Calculating min distance between two jagged arrays having different jagged structures #1190

fleble · 2021-12-18T11:15:39Z

fleble
Dec 18, 2021

Dear experts,

I cannot find a straightforward way to make a calculation using ak array operations for a particular task. I was wondering whether I am missing something or you could point me to the relevant functions to do such a task.

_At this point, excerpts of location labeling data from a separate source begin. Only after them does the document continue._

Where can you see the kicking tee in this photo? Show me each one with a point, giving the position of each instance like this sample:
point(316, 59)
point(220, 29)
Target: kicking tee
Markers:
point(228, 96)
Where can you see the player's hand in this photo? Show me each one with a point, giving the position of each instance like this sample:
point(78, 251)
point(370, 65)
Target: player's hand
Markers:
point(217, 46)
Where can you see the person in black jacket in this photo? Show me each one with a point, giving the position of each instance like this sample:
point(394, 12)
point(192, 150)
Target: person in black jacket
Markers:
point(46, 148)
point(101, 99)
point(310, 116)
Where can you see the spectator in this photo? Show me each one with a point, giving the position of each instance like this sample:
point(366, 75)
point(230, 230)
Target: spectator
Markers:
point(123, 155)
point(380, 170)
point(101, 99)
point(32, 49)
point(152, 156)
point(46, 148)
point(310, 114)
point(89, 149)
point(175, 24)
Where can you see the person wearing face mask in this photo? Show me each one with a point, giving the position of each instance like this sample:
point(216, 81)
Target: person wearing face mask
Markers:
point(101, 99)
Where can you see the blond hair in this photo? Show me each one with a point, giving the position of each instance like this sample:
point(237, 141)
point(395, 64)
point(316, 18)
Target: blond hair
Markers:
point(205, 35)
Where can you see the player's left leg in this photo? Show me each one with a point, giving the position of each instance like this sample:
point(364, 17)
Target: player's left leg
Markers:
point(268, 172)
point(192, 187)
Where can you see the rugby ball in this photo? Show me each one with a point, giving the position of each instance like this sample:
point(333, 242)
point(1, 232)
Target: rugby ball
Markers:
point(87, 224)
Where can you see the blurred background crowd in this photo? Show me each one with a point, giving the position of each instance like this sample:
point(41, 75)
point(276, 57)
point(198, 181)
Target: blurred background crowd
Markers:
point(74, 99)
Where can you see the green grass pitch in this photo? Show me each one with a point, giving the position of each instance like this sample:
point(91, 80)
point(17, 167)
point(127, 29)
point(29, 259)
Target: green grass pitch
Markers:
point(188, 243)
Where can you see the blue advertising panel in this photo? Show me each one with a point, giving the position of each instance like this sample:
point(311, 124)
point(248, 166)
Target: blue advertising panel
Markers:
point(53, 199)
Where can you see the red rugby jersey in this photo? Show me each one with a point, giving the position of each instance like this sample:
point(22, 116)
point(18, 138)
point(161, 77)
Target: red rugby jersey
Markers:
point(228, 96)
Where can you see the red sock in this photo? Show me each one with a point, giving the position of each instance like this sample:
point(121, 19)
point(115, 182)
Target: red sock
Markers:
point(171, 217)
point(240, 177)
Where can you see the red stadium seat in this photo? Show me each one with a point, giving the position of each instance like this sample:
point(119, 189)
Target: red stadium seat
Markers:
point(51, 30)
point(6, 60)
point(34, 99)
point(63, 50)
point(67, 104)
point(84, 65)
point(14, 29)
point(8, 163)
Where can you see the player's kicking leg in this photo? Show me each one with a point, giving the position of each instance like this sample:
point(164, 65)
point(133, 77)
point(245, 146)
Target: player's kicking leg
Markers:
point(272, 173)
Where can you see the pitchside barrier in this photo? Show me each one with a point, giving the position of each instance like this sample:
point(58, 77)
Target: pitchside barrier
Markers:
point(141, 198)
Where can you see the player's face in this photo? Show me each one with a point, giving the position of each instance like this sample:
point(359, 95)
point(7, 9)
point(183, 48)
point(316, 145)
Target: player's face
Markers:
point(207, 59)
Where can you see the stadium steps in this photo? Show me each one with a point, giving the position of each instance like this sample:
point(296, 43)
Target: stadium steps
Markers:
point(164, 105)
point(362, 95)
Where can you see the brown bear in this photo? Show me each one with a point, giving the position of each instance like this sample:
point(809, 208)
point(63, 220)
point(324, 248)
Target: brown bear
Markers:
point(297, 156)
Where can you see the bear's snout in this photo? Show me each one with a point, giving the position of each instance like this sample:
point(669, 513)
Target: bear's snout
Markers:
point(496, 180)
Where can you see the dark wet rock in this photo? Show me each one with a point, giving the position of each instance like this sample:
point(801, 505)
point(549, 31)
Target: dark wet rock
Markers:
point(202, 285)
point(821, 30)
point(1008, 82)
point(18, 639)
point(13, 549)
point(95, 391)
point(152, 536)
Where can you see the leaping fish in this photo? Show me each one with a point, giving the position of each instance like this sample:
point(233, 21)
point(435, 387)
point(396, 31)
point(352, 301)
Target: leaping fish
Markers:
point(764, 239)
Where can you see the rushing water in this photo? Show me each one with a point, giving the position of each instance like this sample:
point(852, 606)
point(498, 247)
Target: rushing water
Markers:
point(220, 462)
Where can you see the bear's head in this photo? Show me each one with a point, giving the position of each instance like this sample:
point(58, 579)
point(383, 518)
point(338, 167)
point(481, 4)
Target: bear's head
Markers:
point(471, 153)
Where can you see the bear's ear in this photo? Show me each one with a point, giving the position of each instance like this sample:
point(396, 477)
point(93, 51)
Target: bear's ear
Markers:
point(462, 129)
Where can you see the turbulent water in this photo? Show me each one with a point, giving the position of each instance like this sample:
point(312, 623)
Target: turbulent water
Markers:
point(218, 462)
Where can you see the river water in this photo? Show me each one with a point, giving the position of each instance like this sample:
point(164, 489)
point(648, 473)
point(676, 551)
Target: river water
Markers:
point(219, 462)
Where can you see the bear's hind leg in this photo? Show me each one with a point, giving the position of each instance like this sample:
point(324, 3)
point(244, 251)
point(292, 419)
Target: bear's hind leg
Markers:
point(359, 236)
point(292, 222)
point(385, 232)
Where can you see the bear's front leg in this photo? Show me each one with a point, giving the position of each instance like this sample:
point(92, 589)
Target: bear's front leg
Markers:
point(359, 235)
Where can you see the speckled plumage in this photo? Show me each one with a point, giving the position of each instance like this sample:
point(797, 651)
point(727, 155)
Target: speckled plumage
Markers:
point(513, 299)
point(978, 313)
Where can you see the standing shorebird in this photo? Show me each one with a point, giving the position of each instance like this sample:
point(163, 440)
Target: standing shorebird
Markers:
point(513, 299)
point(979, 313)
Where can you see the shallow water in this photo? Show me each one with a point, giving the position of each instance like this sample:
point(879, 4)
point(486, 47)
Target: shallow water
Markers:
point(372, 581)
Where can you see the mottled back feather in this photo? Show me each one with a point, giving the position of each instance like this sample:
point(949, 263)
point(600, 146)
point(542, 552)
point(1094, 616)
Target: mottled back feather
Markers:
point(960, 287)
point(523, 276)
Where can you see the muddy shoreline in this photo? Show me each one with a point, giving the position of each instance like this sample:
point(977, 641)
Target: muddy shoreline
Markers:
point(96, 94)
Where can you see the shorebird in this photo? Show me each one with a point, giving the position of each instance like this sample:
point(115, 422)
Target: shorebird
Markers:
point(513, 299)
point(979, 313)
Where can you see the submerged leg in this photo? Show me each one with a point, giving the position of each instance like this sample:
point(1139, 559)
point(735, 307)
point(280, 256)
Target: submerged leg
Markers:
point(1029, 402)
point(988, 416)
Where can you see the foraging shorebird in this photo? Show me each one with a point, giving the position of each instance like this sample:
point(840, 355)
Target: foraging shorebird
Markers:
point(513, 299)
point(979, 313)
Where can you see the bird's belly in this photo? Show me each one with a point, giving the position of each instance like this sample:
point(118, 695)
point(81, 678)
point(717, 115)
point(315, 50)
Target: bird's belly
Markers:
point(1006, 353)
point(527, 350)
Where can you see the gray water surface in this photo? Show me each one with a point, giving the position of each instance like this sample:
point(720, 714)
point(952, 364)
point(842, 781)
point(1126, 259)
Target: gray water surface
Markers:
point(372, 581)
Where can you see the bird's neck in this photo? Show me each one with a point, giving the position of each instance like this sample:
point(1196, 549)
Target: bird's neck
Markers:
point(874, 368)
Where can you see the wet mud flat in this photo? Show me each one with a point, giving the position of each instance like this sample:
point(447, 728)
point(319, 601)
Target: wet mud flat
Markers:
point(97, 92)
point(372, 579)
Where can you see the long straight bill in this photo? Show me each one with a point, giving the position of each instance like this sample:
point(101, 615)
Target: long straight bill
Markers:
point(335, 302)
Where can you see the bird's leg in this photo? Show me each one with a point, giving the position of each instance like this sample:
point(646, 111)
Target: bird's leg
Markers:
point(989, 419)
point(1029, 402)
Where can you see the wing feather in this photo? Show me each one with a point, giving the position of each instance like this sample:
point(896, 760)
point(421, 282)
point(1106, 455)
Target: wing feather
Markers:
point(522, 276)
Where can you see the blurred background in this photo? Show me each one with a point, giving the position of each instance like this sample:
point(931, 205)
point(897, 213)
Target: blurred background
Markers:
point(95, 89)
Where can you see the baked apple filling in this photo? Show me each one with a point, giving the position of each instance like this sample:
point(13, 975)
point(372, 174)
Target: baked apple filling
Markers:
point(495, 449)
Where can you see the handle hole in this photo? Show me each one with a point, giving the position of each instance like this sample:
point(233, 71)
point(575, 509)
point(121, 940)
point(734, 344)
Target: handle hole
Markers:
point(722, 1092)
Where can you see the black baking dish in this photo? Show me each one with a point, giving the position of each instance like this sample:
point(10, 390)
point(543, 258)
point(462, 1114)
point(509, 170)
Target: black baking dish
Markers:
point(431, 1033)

You can find below the description of the problem.

I have the following two ak arrays, for instance:

ak_array_1 = ak.Array([[1, 6], [2]])
ak_array_2 = ak.Array([[0, 4, 7], [2]])

And for each element of ak_array_2, I would like to compute the minimum distance to the corresponding nested list in array ak_array_1.
For instance here, the output would be:

[[1, 2, 1], [0]]

0 is closest to 1 and the difference is 1, 4 is closest to 6 and the difference is 2 etc...
In my use case, the number of elements is very large in axis 0, but not in axis 1 (length < 10).

I found a solution for it (see below), but it is quite convoluted, and I was wondering if there exists a simpler solution for it

for idx in range(ak.max(ak.num(ak_array_2, axis=1), axis=0)):
    ak_array_2_masked = ak.mask(ak_array_2, ak.count(ak_array_2, axis=1)>idx)
    ak_array_2_one_index = ak_array_2_masked[:, idx][:, np.newaxis]
    ak_array_2_broadcasted = ak.broadcast_arrays(ak_array_2_one_index, ak_array_1)[0]
    distances = abs(ak_array_2_broadcasted - ak_array_1)

    output = ak.Array([ak.min(distances, axis=1)])
    if idx == 0:
        output_array = output
    else:
        output_array = ak.concatenate((output_array, output), axis=0)

# Inverting axis 0 and 1
output_array = ak.from_regular(ak.to_numpy(output_array).T)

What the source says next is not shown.